Published: 2010/03/01

by Charlie Saufley

Psych Survey: Charlie Saufley, Assemble Head in Sunburst Sound

Charlie Saufley, Assemble Head in Sunburst Sound
5 Modern Psych Faves
1. Comets on Fire’s Field Recordings from The Sun might be my favorite post-punk psych record. It’s completely transportive, unbridled, and ecstatic. It’s effortlessly ambitious, too—meshing a thousand seemingly disparate textures (Fillmore folk-rock, Japanese psych punk, Exuma, Sun Ra, just to name a few) through an unabashed, anti-cynical, and completely non-ironic love of all of them.
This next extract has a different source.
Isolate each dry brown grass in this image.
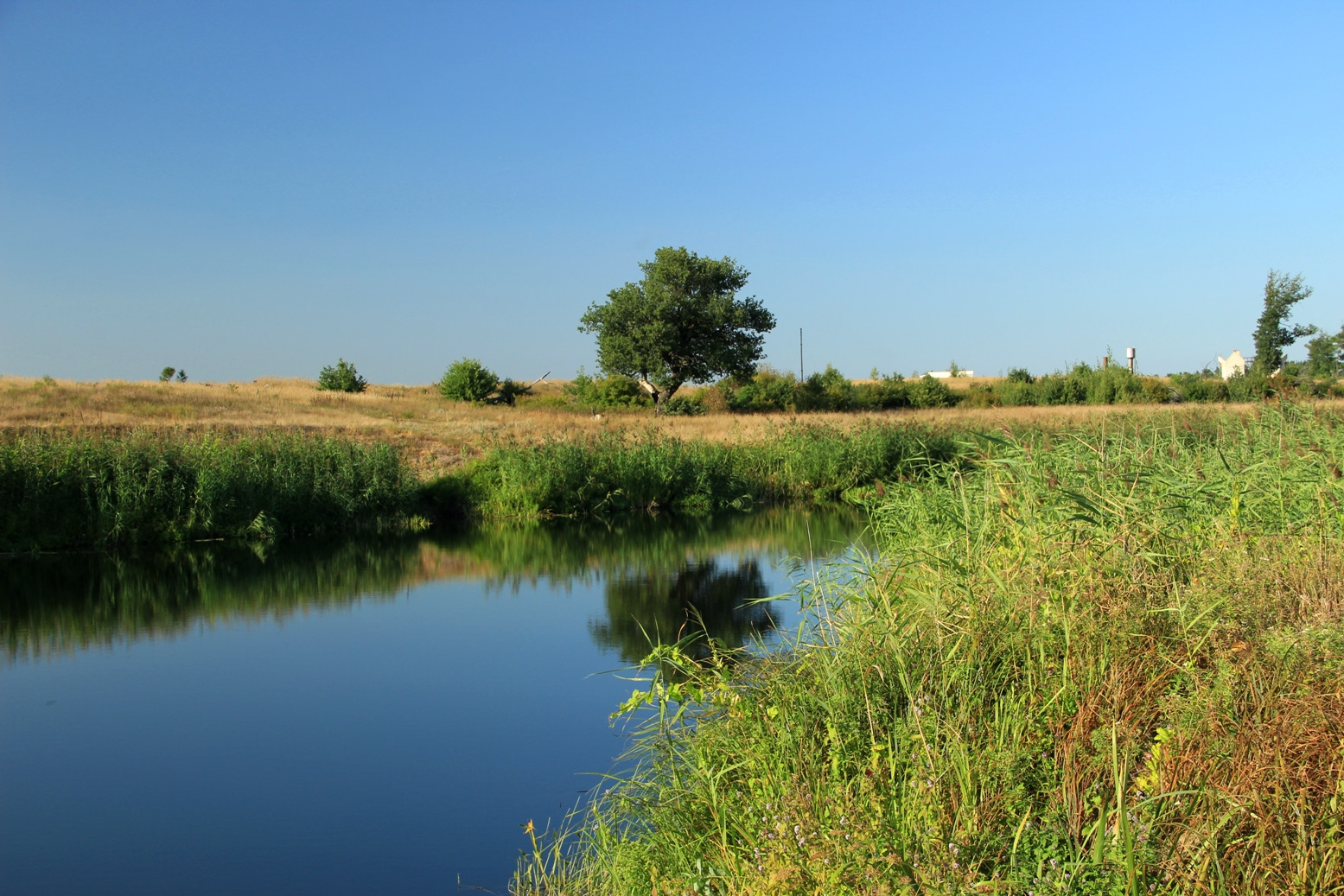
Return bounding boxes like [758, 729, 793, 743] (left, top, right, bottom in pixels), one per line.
[0, 376, 1279, 475]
2. My favorite Six Organs of Admittance record may be The Sun Awakens, but Dark Noontide is the deeper trip—rainy skies, dark solitude and the invitation to kick down doors to glimpse the light.

3. Essential in my life, but probably mostly forgotten, Teenagers Film Their Own Life by Florence, Italy’s Valvola is a tuneful, moody collection of psych-pop gems, built on analog synth and organ sounds bonky guitars and ethereal whisper vocals. You get the desert and the rain in this one.

4. Perfect Prescription gets the kudos, but Playing with Fire is the Spacemen 3 LP that can deliver you furthest from your studio apartment on a shit-grey day. Lazy, sleepy, fuzzy and free.

5. I can’t think of a band that so deftly danced about that perfect point in the cosmos where Spacemen 3 and Black Sabbath meet as Dead Meadow did with Shivering King and Others.

Man, so many more…honorable mentions to Voice of the Seven Woods, Sun Araw, Twilight Circus, Monoshock, High Rise, Keiji Haino, Sonic Youth, DJ Shadow…..
5 Non-Canonical Faves
1. Tangerine Dream by Kalaidescope UK would probably sound pretty twee to heavy psych heads. But it’s a beautiful collection of genius psych-pop songs that walks the thread linking Barrett-era Floyd, Townshend and Ray Davies “character” studies, as well as The Byrds, Bee Gees and Zombies. “The Sky Children,” an 8-minute psych-folk-rock mantra, is worth the price of admission alone.

2. Erkin Koray’s Elektronik Turkuler is the Godzilla and King Kong of Turkish/Anatolian psych, which is saying a lot given the ass-kicking work of fellow Turks 3 Hur El, Selda, Mogollar, Ersen. But this is heavy shit—funky, sexy, fragrant, spiritual. Like Zep, Jimi, and Pompelli-era Floyd made ancient and cast like bolts of lightning from the minarets.

3. Creme Soda’s Tricky Zingers was a fave of Greg Shaw, who knew a thing or two about subterranean psych. And it’s mighty strange to me that it’s remained as under the radar as it has. The songwriting is inspired, top-shelf shit and is consistently engaging for its ambitious embrace of varied musical styles. Imagine a mid-west garage version of Revolver or The Yardbirds’ Little Games and you start to get the picture.

4. Ghetto Music and Black Rhythm Happening by jazz trumpet player Eddie Gale are like more tune-based cousins to Pharoah Sanders’ Black Unity and Karma and the funky chant throw downs by Sun Ra and Art Ensemble of Chicago. It’s free, joyful, mournful, and fantastically rich with blow-the-house-down ecstatic jazz moves, folk guitar, and gorgeous girl vocals.

5. Gabor Szabo is one of favorite guitarists, bar none. And while more cynical Szabo cultists view his Jazz Raga, recorded in late ‘66, as a campy leap at the raga rock bandwagon, I still find it to be one of the most unique-sounding records of the period, and a genuine and inspired stab at east-west fusion.